Mãe
Sempre
dou uma atenção especial ao dia 13 de dezembro. Não que ele represente um dia
de comemoração. Talvez, seja bem mais, um dia de descomemoração. É um dia,
porém, que merece um recolhimento. Uma reflexão. Em 13 de dezembro de 1968, foi
editado o imperioso AI-5.
Acho
que o Brasil caminhou bastante, nesses últimos 20 anos. Ressalvo que tenho uma
esperança danada no futuro e que não sou de ficar reativando dores gratuitas.
Mas sustento que esse período da história que, aliás, ao contrário de gratuito,
nos foi muito caro, deve sim, ser revisitado com os requintes realistas possíveis.
Até como forma de alerta, de proteção. Como elemento de referência de métodos e
de autocrítica das ações (tanto da Esquerda quanto da Direita, diga-se).
Bem
a propósito, no sábado, 13, eu estava fuçando uns sítios na internet atrás de
um material que falasse da promulgação da Declaração dos Direitos Humanos. Por
afinidade com o tema, acabei varando no you tube. Encontrei lá uma seqüência retirada
do programa Linha Direta que contava a história de Zuzu Angel.
O
filho da estilista estava desaparecido há quatro anos. Ela, incansável na busca
de Stuart, enfrentava os militares, desafiava o poder ilimitado da época.

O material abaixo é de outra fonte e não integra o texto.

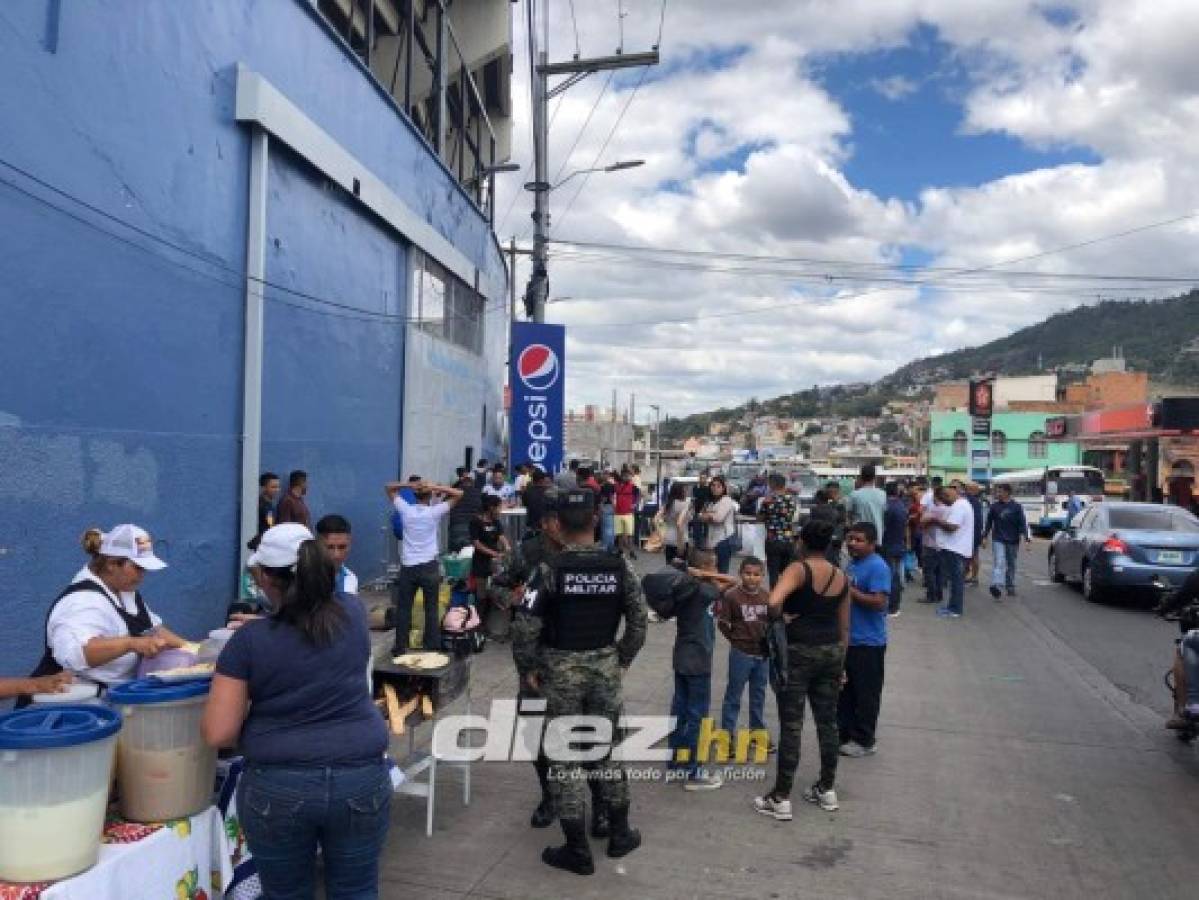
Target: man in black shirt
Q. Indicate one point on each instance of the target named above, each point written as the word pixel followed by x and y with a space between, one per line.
pixel 267 491
pixel 489 542
pixel 462 515
pixel 535 500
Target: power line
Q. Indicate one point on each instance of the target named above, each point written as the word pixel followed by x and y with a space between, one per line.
pixel 992 266
pixel 607 140
pixel 586 121
pixel 574 24
pixel 588 246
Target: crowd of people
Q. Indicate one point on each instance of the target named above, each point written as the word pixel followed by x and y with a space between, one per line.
pixel 808 620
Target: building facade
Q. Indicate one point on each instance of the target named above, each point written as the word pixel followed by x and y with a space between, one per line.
pixel 1018 441
pixel 230 249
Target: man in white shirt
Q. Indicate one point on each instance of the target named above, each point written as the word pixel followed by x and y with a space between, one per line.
pixel 500 488
pixel 419 568
pixel 955 539
pixel 867 501
pixel 333 533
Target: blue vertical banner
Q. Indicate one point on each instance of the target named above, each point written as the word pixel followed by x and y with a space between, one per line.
pixel 537 376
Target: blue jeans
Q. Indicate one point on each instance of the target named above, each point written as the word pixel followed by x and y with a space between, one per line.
pixel 692 698
pixel 953 573
pixel 1004 569
pixel 287 811
pixel 896 561
pixel 745 668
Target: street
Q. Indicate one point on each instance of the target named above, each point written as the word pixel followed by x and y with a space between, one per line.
pixel 1020 755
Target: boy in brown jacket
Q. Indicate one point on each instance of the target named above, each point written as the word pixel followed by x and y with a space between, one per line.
pixel 741 618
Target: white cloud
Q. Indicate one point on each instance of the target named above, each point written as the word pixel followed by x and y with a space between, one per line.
pixel 895 88
pixel 745 153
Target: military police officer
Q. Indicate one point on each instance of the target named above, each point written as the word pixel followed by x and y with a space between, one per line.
pixel 572 610
pixel 514 571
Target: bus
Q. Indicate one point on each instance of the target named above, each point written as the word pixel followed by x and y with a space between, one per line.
pixel 1044 491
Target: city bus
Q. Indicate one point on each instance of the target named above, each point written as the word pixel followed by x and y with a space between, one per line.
pixel 1044 491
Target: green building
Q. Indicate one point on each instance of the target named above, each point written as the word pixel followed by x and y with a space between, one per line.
pixel 1017 441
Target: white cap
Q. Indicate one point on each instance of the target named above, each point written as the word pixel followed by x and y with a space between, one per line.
pixel 128 542
pixel 279 545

Procurava, procurava, abria caminho entre os porões da ditadura, perambulava
pelos labirintos do DOI-CODI e sempre tinha respostas evasivas ou suspeitas
negações.
Eu
já tinha visto o programa, e lembro que além da história duplamente dramática
(a própria Zuzu seria vítima, também, do regime), impressionou-me bastante a interpretação
da atriz Zezé Polessa.
Na
quarta parte do programa, é reproduzida a cena em que Zuzu recebe uma carta
do preso político Alex Polari relatando as circunstâncias da morte de Stuart
Angel. O destino, muito cruel com Zuzu, reservou para ela, toda a verdade sobre
o paradeiro do filho, exatamente na véspera do dia das mães. A carta de Alex
Polari era “uma carta terrível” como relata a colunista Hildegard Angel, irmã
de Stuart, em emocionado depoimento para o programa.
Na
seqüência, a atriz Zezé Polessa protagoniza um dos momentos mais sublimes da
teledramaturgia brasileira. Ela interpreta a Zuzu mãe, no momento em que ela toma
conhecimento das barbaridades cometidas contra seu filho. A leitura é feita em
voz alta. No início da carta, a atriz sugere um certo alívio de mãe, por
confirmar, enfim, que o filho estava nas mãos dos militares. Havia sido preso 4
anos antes e levado para as instalações do aeroporto do Galeão. Mas depois, ao
saber os horrores da tortura que o filho sofreu, ao descobrir que o filho “teve
seu corpo arrastado por um carro” que o seu menino “por várias vezes teve a
boca encostada ao cano de descarga do automóvel”... e “com o corpo todo
esfolado, foi deixado a noite toda sozinho, sem tratamento a pedir água, água,
água...”, o discurso se faz à beira do transe, do descontrole total. Zezé
Polessa é a própria e inconsolável mãe desesperada, desamparada. Uma Pietá sem
corpo pra velar. A partir daí as revelações da carta se mostram em frases
entrecortadas, em soluços, em gestos débeis e desatentos. Percebe-se parte da
mãe se desgarrando, o filho sendo arrancado brutalmente do seio provedor e
sumindo, sumindo, morrendo. A cena se condensa em um sofrimento insuportável.
Esgota-se em aflição.
A
imagem provoca uma mistura de sentimentos na gente. Coisa forte. Ao fundo, a
música “Angélica”, que o Chico Buarque fez com Miltinho, para homenagear Zuzu
Angel, me comove e ratifica a tradição de que qualquer reflexão sobre o 13 de
dezembro, por mais fria e distante que procure ser, sempre me faz chorar.